A bold reinterpretation of the origins of chronic African American poverty and the social policies and political struggles that led to the postwar urban crisis.
A Movement Without Marches follows poor black women as they traveled from some of Philadelphia’s most impoverished neighborhoods into its welfare offices, courtrooms, public housing, schools, and hospitals, laying claim to an unprecedented array of government benefits and services. With these resources came new constraints, as public officials frequently responded to women’s efforts by limiting benefits and attempting to control their personal lives. Scathing public narratives about women’s “dependency” and their children’s “illegitimacy” placed African American women and public institutions at the center of the growing opposition to black migration and civil rights. Countering stereotypes that have long plagued public debate, Lisa Levenstein offers a compelling portrait of women on the margins negotiating with state agencies in order to better their lives.
Through riveting first-person accounts and deep archival research, A Movement Without Marches advances a new paradigm for understanding urban poverty and postwar U.S. history.
“Is it possible to write about poor women as active agents without fitting them within a social movement framework? . . . Levenstein has already achieved that balance in this important work. . . . A full understanding of African American poverty must include the women Levenstein so powerfully analyzes.”

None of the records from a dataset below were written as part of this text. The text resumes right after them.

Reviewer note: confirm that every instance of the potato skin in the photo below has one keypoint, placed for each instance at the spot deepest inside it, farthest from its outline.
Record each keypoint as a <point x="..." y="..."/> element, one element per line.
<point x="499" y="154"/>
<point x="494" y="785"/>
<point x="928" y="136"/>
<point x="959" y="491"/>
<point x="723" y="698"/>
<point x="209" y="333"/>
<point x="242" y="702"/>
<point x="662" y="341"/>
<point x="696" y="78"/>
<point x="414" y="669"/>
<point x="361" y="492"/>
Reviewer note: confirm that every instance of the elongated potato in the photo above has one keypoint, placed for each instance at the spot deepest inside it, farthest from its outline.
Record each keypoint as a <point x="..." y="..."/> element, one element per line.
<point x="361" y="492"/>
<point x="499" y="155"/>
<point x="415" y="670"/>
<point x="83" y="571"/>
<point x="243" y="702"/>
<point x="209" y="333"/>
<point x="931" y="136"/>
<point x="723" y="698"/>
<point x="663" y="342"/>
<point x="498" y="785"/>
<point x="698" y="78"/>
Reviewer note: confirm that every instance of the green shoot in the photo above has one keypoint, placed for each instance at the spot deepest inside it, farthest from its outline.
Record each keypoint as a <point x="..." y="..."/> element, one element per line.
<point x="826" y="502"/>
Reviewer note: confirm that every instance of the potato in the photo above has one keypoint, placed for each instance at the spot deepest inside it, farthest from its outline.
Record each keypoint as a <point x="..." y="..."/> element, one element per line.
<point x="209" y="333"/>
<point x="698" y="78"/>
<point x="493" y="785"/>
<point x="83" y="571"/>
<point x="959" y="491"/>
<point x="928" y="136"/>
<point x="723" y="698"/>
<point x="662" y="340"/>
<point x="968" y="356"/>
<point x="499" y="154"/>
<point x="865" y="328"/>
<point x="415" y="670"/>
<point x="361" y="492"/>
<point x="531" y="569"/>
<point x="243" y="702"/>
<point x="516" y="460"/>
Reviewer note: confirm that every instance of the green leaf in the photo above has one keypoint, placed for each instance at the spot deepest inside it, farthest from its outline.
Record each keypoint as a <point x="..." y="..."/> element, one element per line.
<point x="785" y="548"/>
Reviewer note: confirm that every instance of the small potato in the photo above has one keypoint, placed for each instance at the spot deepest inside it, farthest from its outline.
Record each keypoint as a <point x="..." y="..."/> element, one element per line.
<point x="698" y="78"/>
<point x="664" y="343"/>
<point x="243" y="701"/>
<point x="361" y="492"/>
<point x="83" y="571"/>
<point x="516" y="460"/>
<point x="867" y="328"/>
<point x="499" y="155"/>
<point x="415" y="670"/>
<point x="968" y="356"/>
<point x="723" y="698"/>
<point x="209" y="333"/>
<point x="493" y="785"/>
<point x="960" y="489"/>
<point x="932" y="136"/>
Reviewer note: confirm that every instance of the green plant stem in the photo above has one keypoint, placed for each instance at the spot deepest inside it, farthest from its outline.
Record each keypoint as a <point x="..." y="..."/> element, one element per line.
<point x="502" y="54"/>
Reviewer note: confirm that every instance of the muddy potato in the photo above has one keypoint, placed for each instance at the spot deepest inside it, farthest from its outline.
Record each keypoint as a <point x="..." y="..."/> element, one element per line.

–American Historical Review
“A path-breaking account. . . . [Levenstein’s] wide-ranging study of five public institutions suggests a pervasiveness, depth, and force of this phenomenon that historians have not recognized. The field of twentieth-century U.S. politics desperately needs more of her sustained analysis.”
–Pennsylvania Magazine of History and Biography
“Vivid stories of individual women. . . . Each one of them offers an original and compelling interpretation of its subject. Tightly interconnected as they are, each could also stand alone as a major addition to the historiography of public institutions.”
–Journal of Social History
“Levenstein’s focus on the 1950s and 1960s serves to explore the roots of political and social activism embraced by so many younger black people in the subsequent decade. . . . Highly recommended.”
“Excellent. . . . Levenstein becomes a skilled storyteller and weaves narratives from her oral histories throughout the book to support the detailed analysis. . . . Does not disappoint.”